Обрывок 8

Душевная у меня просьба: Если кто по-жизни шибко серьёзный; в нашем несмешном бытие ничего смешного не видит-лучше дальше не читайте. Не надо. 

     За три месяца упоительных летних каникул от беспризорной жизни в дикой природе, мы, в нашей ОПГ, уже слегка дичали; обрастали лохмами волос на голове, когтями-ногтями на конечностях; пару раз за лето меняли кожу на теле, а на пятках образовывался панцырь. Больше лазали по деревьям, чем ходили по земле. Эволюционировали назад к предкам.
     Тридцать первого августа родители вылавливали нас до того, как мы успевали убежать в наш лес и, не совсем безболезненными мероприятиями, возвращали нам цивилизованный вид. Отец доставал две волосостригущие с ручным приводом машинки; мы с братом по-очереди усаживались на табуретку и подставляли голову как на плаху.
     В тогдашней советской школе для мальчиков была обязательна короткая стрижка; к ней школьная униформа и белый сменный воротничок на ней. Как подворотничок у солдат в армии. Форма эта шилась из двух сортов ткани: "получше - подороже" и "похуже - подешевле". Это не в смысле: " на богатых" и "бедных", а в смысле "на любой вкус". На вкус моих родителей я носил " подешевле". У девочек была тоже своя форма: платье с тем же воротничком и ещё с обязательным фартучком.
     У мальчиков была даже фуражка военного покроя с кокардочкой и ремешком; а также ремень с бляхой. Ремень был картонно кожанный, зато бляха натурально латунная. Такая униформа делала нас сплошь равными и родителям так было тоже удобней: не надо голову ломать, где и что детям в школу покупать. Когда особенно нечего. Не знаю, как девочек, но нас, мальчиков, униформа очень мотивировала идти в школу. Правда только поначалу, пока была новой.
     Продолжая стрижку; в машинках тех была заложена странная программа: они то стригли волосы хорошо и ровно, то начинали их остервенело рвать с корнем. Нечасто, но так неожиданно и больно, что слёзы почему-то выступали на глазах. Мы, с братом, сидели, как на электрическом стуле и дёргались, соответсвенно, как от ударов переменного тока.
     От "ударов тока" на голове потом оставались такие белые  отметины, и почти каждый пацан носил в школе на голове эти "электрические" отметины.

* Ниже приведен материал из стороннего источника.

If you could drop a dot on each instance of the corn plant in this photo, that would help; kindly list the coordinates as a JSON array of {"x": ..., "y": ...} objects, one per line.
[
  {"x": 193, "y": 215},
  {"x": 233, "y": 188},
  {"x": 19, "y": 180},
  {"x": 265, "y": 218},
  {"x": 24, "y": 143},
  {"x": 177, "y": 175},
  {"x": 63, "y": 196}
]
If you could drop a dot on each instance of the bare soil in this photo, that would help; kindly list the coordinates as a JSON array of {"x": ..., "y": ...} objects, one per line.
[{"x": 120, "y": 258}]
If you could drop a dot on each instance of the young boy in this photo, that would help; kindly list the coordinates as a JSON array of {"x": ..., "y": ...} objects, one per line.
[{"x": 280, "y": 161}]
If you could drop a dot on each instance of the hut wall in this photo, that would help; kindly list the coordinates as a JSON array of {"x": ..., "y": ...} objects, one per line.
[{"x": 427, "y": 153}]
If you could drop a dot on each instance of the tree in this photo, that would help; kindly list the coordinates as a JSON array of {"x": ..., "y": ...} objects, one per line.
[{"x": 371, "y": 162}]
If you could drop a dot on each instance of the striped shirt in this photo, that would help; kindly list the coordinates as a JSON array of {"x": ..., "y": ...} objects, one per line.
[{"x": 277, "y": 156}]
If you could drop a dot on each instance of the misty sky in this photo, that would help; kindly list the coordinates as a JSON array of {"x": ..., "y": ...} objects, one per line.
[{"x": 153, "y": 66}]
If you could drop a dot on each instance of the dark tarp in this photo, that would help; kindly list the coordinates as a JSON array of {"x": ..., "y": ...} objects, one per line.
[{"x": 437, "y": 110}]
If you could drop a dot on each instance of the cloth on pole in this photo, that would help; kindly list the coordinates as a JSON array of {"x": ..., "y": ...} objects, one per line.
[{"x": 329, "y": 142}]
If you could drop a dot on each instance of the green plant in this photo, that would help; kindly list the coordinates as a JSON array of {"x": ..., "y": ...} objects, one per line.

Стрижка "налысо" нам ужасно не нравилась и мы просили отцов оставить хотя бы "чубчик". И где-то со второго класса мы красовались перед девочками разношёрстными чубчиками. Они, так же как хвосты у павлинов, тешили наше мужское достоинство.
     Озорника Вовку Скока, помню, девочки за этот чубчик частенько и с удовольствием таскали. А он получал удовольствие от такого внимания; остальные пацаны ему завидовали. Опять же, за плохое поведение отец мог этот чубчик властным решением и "скосить"; а это был уже страшный удар по имиджу.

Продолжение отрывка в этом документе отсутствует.